Orthogonal Thinker’s goal is to make plant-based products that “aid in mental thought and intellectual expansion” accessible to everyone, with a business model that supports providing a three-milligram microdose of the product Psilly for $1. This model is based on the Hawaiian word ohana which to Nikzad means family and friends and never leaving anyone behind.
“We know this product is very inexpensive to make the way we make it,” says Nikzad, “We understand that with clinical trials and production at a medical-grade, we would still make money, and people would have access.”
This selfless quality is what makes Orthogonal Thinker stand out. The company is dedicated to open-source IP sharing to ensure that the benefits of psilocin are widespread. “We are in the process of patenting everything we are working on to distribute everything we have to the world,” says Nikzad, “We partner with the best of the best to share IP and information.” Nikzad notes that he has received vast interest from other countries in his work.
The team that Nikzad has built is critical not only to the financing of the project but also to advancing the movement of psychedelics across the U.S. and the world. “There is an overflow of people who want to work with us.

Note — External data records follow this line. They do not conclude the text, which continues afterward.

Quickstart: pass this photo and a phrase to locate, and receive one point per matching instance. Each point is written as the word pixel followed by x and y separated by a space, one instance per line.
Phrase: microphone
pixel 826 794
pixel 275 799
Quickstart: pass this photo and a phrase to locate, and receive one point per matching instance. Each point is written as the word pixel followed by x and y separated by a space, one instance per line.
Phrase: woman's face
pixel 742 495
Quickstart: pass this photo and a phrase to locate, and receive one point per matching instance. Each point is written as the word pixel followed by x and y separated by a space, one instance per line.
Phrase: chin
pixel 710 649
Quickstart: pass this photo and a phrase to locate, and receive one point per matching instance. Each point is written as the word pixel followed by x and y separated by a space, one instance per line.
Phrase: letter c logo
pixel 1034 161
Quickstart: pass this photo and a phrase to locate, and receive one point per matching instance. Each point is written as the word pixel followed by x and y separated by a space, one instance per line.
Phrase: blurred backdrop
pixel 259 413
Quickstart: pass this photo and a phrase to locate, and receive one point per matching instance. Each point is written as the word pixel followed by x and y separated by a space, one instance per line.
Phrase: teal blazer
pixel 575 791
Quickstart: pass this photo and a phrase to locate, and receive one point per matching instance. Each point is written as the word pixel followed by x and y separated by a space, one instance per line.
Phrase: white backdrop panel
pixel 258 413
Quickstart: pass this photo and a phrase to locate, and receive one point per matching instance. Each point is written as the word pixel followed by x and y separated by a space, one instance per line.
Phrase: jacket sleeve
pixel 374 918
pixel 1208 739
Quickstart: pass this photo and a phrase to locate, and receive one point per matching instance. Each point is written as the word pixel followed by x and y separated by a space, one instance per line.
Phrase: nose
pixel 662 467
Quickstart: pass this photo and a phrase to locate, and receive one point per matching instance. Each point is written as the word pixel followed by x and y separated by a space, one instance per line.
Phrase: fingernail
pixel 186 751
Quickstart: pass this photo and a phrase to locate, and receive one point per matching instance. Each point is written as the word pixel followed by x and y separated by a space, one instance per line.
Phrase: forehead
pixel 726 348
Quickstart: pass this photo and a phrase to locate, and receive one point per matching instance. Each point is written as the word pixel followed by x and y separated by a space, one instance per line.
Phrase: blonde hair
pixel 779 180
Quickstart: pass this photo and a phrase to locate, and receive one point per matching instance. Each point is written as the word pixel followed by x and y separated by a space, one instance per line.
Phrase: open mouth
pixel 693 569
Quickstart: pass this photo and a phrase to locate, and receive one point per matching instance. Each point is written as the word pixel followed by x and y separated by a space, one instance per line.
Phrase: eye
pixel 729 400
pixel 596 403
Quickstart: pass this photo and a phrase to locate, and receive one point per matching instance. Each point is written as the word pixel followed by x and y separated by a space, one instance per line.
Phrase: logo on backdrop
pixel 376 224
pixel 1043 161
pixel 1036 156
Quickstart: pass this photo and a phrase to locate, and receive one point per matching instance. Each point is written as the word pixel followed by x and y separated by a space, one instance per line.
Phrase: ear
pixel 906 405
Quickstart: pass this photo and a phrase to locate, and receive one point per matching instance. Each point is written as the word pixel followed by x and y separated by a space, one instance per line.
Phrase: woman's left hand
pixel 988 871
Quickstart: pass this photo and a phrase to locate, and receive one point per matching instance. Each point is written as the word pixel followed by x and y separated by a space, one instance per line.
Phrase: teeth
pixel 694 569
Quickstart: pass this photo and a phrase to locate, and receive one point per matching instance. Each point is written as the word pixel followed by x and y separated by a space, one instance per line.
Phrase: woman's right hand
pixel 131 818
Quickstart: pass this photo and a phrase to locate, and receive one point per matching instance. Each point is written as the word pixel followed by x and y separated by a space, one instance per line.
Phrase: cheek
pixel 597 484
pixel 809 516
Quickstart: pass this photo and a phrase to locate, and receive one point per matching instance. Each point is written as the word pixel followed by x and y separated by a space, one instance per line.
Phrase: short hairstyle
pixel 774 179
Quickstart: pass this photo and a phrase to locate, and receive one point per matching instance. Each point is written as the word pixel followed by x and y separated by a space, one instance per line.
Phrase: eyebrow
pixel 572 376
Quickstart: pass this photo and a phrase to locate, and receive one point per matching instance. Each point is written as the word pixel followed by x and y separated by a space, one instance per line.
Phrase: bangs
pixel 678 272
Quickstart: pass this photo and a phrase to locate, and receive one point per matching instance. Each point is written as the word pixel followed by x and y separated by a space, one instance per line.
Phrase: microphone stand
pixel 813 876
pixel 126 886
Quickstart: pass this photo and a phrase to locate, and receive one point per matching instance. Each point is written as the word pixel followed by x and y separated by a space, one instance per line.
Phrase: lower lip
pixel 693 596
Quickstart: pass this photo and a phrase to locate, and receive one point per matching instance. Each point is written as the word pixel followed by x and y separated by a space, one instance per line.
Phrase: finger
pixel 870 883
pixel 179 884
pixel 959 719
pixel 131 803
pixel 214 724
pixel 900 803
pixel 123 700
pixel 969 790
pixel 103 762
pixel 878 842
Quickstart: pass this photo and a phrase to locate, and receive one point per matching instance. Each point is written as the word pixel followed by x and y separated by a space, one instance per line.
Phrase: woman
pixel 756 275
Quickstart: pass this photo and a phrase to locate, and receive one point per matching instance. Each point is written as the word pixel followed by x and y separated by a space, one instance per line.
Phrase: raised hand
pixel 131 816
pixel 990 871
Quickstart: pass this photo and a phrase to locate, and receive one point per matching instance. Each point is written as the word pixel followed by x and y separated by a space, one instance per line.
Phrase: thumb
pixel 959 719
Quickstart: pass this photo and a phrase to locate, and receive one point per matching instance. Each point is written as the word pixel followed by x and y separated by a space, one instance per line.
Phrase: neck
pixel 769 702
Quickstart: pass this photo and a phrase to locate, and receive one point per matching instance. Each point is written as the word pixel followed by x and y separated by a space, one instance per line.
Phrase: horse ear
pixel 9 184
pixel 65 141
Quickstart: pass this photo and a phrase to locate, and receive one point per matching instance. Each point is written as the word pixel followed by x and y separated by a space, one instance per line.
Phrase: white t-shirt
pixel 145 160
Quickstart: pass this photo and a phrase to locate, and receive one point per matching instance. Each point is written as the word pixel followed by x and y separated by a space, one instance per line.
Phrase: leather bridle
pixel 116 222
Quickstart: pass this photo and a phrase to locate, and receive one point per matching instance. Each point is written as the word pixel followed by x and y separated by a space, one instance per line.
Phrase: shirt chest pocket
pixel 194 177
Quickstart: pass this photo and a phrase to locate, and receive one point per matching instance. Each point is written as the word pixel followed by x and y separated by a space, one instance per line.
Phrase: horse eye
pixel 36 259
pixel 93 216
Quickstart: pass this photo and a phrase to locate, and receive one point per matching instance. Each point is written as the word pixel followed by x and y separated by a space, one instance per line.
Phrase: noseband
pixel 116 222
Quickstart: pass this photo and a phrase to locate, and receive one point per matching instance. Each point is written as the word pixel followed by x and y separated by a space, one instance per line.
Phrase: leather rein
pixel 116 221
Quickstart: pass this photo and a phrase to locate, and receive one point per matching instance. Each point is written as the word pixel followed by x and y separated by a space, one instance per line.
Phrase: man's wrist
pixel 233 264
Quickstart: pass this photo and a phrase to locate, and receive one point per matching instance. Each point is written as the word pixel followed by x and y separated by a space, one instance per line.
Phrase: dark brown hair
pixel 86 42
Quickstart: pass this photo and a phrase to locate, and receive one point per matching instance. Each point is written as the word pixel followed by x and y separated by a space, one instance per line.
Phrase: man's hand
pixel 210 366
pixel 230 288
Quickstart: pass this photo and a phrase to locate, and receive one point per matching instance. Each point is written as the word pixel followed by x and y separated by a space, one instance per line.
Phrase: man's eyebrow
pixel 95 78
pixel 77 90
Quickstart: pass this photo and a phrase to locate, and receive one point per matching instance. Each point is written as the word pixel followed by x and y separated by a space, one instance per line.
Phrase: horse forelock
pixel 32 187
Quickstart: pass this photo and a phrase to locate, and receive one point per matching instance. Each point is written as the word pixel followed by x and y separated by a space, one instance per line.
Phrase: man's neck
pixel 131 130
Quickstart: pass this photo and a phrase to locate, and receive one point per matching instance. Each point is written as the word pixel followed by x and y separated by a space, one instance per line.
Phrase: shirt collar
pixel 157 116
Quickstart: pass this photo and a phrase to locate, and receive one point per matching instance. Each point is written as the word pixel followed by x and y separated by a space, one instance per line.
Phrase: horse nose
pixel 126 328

It’s been very humbling,” says Nikzad of the group of investors that includes cryptocurrency investors, venture capitalists, pro athletes, and even one Olympic athlete. “All our investors have a story too,” he adds.
“Our team is made up of people who have been in the FDA space for 30 years, doctors, chemists, lawyers, and people who once had ‘human jobs’ and are now living their dharma, their purpose in life,” Nikzad adds that it’s important to him that everyone who invests in or works for Orthogonal Thinker has a relationship with plant-medicine and their products.
When Green Market Report asked Nikzad whether the cannabis movement has set the stage for the success of the psychedelics movement, he said, “In some regards, cannabis has been a gateway, but has taught us what not to do, and where to shift. We focus on compliance and medical efficacy.”
Nikzad describes what Orthogonal Thinker is doing as the “new standard of pharma”, seeing a future where physicians will be confident in prescribing products like Psilly to their patients. “These are beautiful medicines that are plant-based,” he says, “These are not synthetic products or ‘designer drugs’ this is all about plant medicine nutraceuticals where you’re getting the benefits of whole plant alkaloids.”
A daily microdoser himself, Nikzad believes wholeheartedly in the benefits of psilocin for health and wellbeing, “This product is in my bloodstream and it makes me operate from a place of empathy, with an open heart and mind.”: a lot more of what the world could use these days.